Key data from the study presented at ESMO include:
Safety and tolerability
  • Safety data to date show AP26113 to be well tolerated. There was one patient with a dose-limiting toxicity (DLT) of elevated aspartate aminotransferase (ALT), a liver enzyme, observed at the 240mg dose-level. The enzyme elevation resolved within eight days following drug interruption and resumption at a lower dose; the patient remains on study and has achieved a partial response (PR). The 240mg cohort has recently been expanded with the enrolment of three additional patients. The MTD has not yet been identified.
  • The most common adverse events, all treatment emergent and across all grades, are nausea (32%) and fatigue (26%).  The only treatment-related adverse events occurring in at least 10% of study patients are nausea (26%), diarrhoea (18%), decreased appetite (12%) and vomiting (12%). There have been no signs of rash that would be considered typical of EGFR inhibitors at any doses studied.
ALK+ patients
  • Objective responses were observed at the lowest doses which ALK+ NSCLC patients received (60mg), and responses were observed in patients who are either naïve or resistant to crizotinib (Xalkori®) – the currently available first-generation ALK inhibitor.
  • Of the 11 ALK+ patients evaluable for response in five dose-levels (i.e., 60, 90, 120, 180 and 240mg), eight (73%) demonstrated a PR by RECIST. Six of nine crizotinib-resistant patients (67%) demonstrated a PR, and the two crizotinib-naïve patients treated with AP26113 also both demonstrated PRs. The longest response durations are nine months for a crizotinib-naïve patient, and six months for a crizotinib-resistant patient.  Both responses are ongoing.
  • Objective responses were observed in all patients who completed a first scheduled disease assessment:  two patients discontinued prior to their first scheduled assessment, and one responded by CT but had progressive disease defined by RECIST due to growth of an unrelated second tumor type.
  • Of particular note, one of the ALK+, crizotinib-resistant patients who achieved a PR also had a response in a pre-existing brain metastasis.
EGFR-m patients
  • Six EGFR-m patients have received doses of 120 mg or higher and have been assessed for response. All six patients had failed erlotinib (Tarceva®), one of the currently available first-generation EGFR inhibitors, as well as bevacizumab (Avastin®) and at least one round of chemotherapy. Many had also failed further rounds of chemotherapy and/or other investigational, targeted agents.
  • Of these patients, one EGFR-m patient (EGFR exon-19 deletion by history) achieved a PR and remains on study (duration, two months), two patients had stable disease and remain on study (durations, two and four months) and three patients had disease progression.
Pharmacokinetics
  • Exposure of AP26113 increases as the dose level is increased.  The pharmacokinetic data indicate that the blood levels achieved are consistent with the concentrations (IC50 values) predicted pre-clinically to inhibit ALK, ROS1 and EGFR and their resistance mutations.
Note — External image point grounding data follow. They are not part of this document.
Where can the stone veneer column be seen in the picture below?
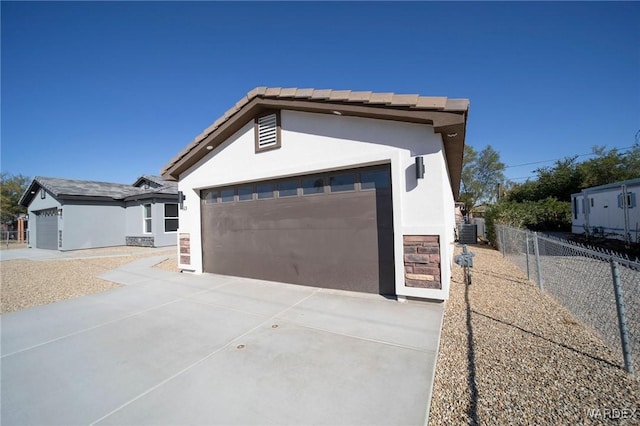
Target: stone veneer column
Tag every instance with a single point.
(422, 261)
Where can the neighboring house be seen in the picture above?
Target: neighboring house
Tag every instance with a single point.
(608, 210)
(328, 188)
(67, 214)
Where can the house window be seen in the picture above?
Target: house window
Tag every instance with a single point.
(227, 195)
(267, 131)
(288, 188)
(265, 191)
(314, 185)
(210, 196)
(146, 218)
(377, 179)
(343, 182)
(170, 217)
(245, 193)
(629, 200)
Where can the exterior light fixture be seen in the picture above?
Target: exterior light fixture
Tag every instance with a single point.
(419, 168)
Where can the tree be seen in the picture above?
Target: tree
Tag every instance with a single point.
(482, 176)
(610, 166)
(11, 189)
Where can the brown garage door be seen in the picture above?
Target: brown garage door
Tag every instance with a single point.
(332, 230)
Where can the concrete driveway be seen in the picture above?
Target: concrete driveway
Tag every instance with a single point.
(171, 348)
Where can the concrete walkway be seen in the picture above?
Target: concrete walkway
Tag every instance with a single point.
(171, 348)
(45, 255)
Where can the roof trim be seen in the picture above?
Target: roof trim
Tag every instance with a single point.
(447, 116)
(59, 189)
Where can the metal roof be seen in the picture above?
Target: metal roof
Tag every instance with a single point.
(614, 185)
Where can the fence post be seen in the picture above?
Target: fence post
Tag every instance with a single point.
(537, 254)
(622, 317)
(526, 234)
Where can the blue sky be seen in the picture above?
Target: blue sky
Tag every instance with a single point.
(109, 91)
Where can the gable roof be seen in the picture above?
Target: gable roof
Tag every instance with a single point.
(157, 180)
(86, 189)
(447, 116)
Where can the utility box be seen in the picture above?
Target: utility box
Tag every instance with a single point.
(467, 233)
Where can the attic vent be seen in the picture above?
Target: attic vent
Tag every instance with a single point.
(267, 129)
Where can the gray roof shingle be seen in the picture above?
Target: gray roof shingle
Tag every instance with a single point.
(73, 188)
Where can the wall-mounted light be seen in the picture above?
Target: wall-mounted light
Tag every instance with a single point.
(419, 168)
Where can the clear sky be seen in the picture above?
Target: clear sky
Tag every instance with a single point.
(112, 90)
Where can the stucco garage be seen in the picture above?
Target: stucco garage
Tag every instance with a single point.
(332, 230)
(47, 229)
(251, 206)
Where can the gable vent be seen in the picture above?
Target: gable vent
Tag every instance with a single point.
(267, 131)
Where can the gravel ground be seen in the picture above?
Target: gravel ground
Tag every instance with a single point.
(510, 354)
(27, 283)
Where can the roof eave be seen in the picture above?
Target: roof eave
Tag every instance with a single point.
(452, 121)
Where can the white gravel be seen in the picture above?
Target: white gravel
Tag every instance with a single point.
(27, 283)
(510, 354)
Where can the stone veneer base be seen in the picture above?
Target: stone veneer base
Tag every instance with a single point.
(422, 261)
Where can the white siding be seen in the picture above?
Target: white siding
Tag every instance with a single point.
(38, 203)
(86, 225)
(321, 142)
(606, 213)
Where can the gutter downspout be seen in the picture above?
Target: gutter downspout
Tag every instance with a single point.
(587, 208)
(625, 212)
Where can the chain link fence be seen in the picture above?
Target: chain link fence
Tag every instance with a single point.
(600, 288)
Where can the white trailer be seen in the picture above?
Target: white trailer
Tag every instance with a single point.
(608, 210)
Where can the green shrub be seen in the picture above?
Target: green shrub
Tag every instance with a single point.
(548, 214)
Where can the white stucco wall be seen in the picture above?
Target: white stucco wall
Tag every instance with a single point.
(39, 204)
(322, 142)
(91, 225)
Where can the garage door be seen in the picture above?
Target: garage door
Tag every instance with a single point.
(332, 230)
(47, 229)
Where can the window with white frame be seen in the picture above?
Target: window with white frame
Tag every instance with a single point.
(170, 217)
(146, 218)
(267, 131)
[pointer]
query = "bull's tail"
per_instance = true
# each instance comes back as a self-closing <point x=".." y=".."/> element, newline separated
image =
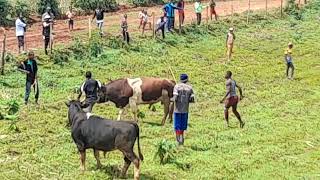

“This is the first demonstration of anti-tumour activity by AP26113 in this ALK+ patient population, and the achievement of partial responses is clear, even at the lower doses and in patients with or without prior ALK inhibitor treatment and with brain metastasis,” stated Frank G. Haluska, MD, PhD, senior vice president of clinical research and development and chief medical officer at ARIAD.
“Further, this is the first report of the anti-tumour activity of AP26113 in a patient resistant to EGFR-inhibitor therapy. The EGFR-mutant patient group is heterogeneous with regard to prior therapy at study entry and EGFR dependence. We look forward to further characterising this activity as the Phase 1 portion of the trial continues and then transitions into the Phase 2 pre-specified patient cohorts.”